Even with the expanded powers Congress has given the president over the years to enact tariff polices – there are currently six statutory provisions in place that control how the president and the executive branch can use tariffs – s/he DOES NOT have authority over international commerce and/or trade. But, because Congress has no backbone, voilà. We suddenly have completely made-up “national security” situations.

To be fair, this “emergency” play can get easily twisted because the 1976 National Emergencies Act – which significantly weakened Congress’ Article 1, Section 9, Clause 7 power – provides a framework for the president to declare a “national emergency” but doesn’t define what a national emergency actually is – an oversight that we now know is a recipe for total disaster.

That said, it’s not that difficult to read between the lines. The Supreme Court has held that “unless otherwise defined, words will be interpreted as taking their ordinary, contemporary, common meaning.”
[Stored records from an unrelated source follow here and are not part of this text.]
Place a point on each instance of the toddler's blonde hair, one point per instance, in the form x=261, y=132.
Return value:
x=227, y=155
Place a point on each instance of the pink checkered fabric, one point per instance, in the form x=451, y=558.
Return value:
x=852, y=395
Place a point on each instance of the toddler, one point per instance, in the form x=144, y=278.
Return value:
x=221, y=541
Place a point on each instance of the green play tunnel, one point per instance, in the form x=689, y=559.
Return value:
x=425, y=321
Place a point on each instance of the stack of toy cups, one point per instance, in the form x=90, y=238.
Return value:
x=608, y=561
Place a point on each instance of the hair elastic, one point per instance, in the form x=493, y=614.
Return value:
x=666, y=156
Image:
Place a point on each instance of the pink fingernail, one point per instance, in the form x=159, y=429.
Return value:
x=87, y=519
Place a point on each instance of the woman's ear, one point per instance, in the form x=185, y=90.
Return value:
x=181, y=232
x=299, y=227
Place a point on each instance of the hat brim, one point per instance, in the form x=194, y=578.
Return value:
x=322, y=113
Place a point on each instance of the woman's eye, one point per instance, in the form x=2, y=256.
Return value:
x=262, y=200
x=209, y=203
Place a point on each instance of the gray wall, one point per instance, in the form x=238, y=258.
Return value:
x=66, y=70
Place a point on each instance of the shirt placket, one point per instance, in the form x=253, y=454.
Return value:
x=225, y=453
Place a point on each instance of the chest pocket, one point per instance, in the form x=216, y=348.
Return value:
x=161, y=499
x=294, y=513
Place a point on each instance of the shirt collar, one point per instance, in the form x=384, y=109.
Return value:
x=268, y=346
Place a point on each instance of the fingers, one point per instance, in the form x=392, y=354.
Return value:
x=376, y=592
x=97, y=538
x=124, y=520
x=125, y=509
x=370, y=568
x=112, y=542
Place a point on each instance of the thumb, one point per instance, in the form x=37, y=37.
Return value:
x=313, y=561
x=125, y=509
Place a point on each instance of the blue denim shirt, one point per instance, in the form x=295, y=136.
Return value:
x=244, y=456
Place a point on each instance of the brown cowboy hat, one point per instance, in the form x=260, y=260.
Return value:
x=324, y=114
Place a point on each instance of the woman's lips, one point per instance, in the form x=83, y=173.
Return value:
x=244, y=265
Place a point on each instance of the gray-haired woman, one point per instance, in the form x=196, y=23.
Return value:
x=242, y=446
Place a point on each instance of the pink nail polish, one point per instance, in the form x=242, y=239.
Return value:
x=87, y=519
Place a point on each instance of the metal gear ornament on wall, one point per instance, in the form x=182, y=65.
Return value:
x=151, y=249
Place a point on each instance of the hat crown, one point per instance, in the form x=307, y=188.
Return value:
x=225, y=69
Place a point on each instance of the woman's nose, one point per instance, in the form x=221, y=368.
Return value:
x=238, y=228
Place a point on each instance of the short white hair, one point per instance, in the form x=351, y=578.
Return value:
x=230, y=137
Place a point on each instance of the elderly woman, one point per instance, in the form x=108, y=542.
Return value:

Using that guideline, Merriam-Webster defines “emergency” as an unforeseen combination of circumstances or the resulting state that calls for immediate action; applying to a sudden unforeseen situation requiring prompt action to avoid disaster.

When you add “national” to the definition, Merriam-Webster adds: a state of emergency resulting from a danger or threat of danger to a nation from foreign or domestic sources.

The key words here are unforeseen and immediate. So, I’ll go out on a limb and say that something is not an official “emergency” if oil and gas production is at record levels and gasoline prices are at their lowest in years, or if the country has run a trade deficit for 48 years, or if your “solution” for the “emergency” will take 5+ years to construct (like, say, “The Wall”).

Do we have issues that need to be addressed? Absolutely. Are they “emergencies” as defined here? Absolutely not.